Una cosa è sicura: se non si muovessero tanti soldi, né lo stato né gli enti locali offrirebbero tanti finanziamenti, e nemmeno si accollerebbero i rilevati onere da mantenimento dell’ordine pubblico (straordinari alle forze di polizia etc.). Cosa volete che importi la salvezza delle anime nei vari palazzi del potere, ma siamo seri…

Quest’anno, forse per la prima volta, un telegiornale RAI (il più seguito) si è degnato di darne notizia, insolitamente per una regione (l’Abruzzo) che è come altre, sistematicamente destinataria di attenzioni dalla informazione nazionale solo in caso di sciagure e cataclismi. 

Mi sembra assai più evidente la liturgia postmoderna con radici dionisiache del pancanzonettismo, che vuole che le ultime generazioni a partire da quella babyboomer vivano costantemente immerse, preferibilmente ogni momento della loro giornata, stordite e distratte in una ipnotizzante nenia di sottofondo, o in eventi del genere meglio se a tutto decibel, costruita con le note dei successi discografici a partire dal nichilisticamente surreale Volare di Modugno del 1950 (una indubbia e significativa cesura culturale. Tutto ciò che è anteriore è rigorosamente escluso da radio e televisioni). 

Se nella mia infanzia ho udito e riudito le note del morandesco Fatti mandare dalla mamma a prendere il latte, è probabile che al termine della mia vita, ancora le riudirò; ma potrei, con coerenza storica, non trovare più un prete per le “pratiche estreme”. 

Tutta la kermesse canora e spettacolare in genere (danza più o meno classica compresa e al netto di qualche dibattito sulla ricostruzione postterremoto o sull’orso marsicano o sullo zafferano di Navelli nel cambiamento climatico) sta alla Perdonanza celestiniana come le immancabili bancarelle di arachidi tostate a questa o quella festa patronale. Cosa c’entrano Renato Zero (che pure una certa spiritualità nei testi ce l’ha), o Malika Ayane, Colapesce Dimartino, The Kolors, con il pentimento e la remissione dei peccati (ma per costoro, il peccato esiste o è “una invenzione dei preti per tenere il popolo sotto controllo”?).  

E’ oggettivamente e d’altronde, la Chiesa postcattolica a non saper più gestire i propri spazi fisici, sociali e storici. Cercano disordinatamente di salvare qualcosa dell’immenso lascito spirituale e culturale bimillenario tentando di “modernizzare”, “aprirsi”, “attrarre i giovani”. Cercano di non disturbare criticando, di non turbare accennando al rischio che qualcuno di là possa stare peggio che di qua, hanno cancellato il latino per non apparire esoterici e troppo solenni.
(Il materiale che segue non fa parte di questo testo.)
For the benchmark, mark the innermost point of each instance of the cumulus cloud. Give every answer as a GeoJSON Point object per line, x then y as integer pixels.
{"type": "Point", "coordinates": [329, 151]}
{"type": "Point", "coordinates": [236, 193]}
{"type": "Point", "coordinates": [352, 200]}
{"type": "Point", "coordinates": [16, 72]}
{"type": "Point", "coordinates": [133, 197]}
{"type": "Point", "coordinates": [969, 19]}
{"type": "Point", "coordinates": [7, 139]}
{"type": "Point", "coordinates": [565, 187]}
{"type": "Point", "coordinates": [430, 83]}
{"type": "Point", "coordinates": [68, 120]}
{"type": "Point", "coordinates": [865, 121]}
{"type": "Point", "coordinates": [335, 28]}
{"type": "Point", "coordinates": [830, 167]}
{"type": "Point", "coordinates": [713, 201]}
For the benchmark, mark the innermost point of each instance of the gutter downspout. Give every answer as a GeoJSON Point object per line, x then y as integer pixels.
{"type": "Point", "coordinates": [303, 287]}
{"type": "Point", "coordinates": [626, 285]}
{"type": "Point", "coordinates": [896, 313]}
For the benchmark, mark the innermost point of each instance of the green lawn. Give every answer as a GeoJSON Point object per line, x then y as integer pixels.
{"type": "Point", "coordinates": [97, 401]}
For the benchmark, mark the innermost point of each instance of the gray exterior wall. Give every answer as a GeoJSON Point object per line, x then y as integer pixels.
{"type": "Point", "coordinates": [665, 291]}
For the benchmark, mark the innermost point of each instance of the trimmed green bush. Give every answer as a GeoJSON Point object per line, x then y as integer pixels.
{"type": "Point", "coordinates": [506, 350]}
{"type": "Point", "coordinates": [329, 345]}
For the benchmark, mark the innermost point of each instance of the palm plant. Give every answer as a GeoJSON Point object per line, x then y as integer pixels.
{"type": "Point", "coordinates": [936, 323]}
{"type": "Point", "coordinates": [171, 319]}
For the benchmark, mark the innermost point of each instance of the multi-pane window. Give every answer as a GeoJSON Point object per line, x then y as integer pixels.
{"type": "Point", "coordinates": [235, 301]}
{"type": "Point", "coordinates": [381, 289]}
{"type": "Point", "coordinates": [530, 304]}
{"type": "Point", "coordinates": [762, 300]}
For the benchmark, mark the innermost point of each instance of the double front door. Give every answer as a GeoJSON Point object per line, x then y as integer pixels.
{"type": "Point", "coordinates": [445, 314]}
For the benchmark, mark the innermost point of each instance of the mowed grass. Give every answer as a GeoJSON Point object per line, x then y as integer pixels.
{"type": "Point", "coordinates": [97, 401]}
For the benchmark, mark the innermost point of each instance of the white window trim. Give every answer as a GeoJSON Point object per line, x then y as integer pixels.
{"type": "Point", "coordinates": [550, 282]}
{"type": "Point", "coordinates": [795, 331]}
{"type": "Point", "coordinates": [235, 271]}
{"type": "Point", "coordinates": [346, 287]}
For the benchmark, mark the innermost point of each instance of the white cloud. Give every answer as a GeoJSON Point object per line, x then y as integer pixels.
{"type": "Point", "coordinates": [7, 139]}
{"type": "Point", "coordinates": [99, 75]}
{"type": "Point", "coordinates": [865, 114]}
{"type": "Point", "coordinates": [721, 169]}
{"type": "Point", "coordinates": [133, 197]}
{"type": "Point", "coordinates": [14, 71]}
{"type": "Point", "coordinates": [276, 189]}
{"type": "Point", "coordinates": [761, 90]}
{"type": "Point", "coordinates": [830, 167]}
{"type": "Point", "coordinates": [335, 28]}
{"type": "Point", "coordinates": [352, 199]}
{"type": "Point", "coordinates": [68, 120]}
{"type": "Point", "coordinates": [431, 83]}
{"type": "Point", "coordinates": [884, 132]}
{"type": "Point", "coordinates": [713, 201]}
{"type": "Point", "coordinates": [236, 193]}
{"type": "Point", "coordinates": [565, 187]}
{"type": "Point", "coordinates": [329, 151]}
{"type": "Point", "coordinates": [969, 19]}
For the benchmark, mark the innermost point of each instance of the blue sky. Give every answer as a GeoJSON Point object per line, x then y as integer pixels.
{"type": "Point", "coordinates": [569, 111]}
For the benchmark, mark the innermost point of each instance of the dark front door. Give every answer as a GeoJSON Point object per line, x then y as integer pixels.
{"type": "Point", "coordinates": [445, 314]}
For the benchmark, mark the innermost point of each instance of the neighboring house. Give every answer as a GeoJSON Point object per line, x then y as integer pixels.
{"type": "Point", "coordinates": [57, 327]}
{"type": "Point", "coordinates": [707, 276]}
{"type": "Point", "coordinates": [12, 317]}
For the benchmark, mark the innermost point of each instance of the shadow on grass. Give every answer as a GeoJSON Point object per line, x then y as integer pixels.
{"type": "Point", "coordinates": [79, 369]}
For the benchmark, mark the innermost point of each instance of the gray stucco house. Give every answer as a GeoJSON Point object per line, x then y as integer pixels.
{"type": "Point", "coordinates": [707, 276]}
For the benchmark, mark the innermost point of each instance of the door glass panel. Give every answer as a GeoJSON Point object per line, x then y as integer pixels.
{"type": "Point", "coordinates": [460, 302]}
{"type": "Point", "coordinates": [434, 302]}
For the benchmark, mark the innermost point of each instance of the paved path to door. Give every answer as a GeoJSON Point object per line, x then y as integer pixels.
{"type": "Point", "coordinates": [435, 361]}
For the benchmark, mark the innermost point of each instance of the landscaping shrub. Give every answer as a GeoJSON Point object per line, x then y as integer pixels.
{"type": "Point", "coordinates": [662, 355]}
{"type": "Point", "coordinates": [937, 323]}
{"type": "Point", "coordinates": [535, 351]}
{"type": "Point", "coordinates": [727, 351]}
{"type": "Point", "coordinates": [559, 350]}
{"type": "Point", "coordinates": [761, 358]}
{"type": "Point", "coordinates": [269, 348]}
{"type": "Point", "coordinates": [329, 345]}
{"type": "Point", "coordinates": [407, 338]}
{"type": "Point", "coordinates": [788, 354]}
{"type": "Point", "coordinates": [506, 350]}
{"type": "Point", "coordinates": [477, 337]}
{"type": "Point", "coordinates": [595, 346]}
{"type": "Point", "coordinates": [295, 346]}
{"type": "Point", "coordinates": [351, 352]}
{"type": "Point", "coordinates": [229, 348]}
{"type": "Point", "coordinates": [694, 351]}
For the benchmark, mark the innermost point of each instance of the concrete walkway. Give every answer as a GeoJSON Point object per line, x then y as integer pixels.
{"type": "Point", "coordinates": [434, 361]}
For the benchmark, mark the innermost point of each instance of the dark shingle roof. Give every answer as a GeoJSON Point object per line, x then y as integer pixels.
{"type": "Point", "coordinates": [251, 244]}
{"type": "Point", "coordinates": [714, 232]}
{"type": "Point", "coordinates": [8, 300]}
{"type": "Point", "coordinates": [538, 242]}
Via il canto gregoriano dalla spianata di Collemaggio, ben vengano gli “ str..zi galleggianti” di Colapesce Dimartino, loro successo a Sanremo 2023. 

D’altronde, anche se annacquando enormemente come detto la portata spirituale del suo messaggio eterno, il padre storico della Perdonanza è San Celestino V, in effetti sempre ricordato e glorificato. Sarà meschino e ingeneroso ancora, dopo oltre sette secoli, metterlo in risalto, ma il suo pontificato fu davvero modernissimo, anzi postmoderno: a nemmeno un anno dalla incoronazione, si tolse dalle scatole. Un involontario profeta per l’odierno postcattolicesimo, e una fonte di ispirazione per il successore Benedetto XVI.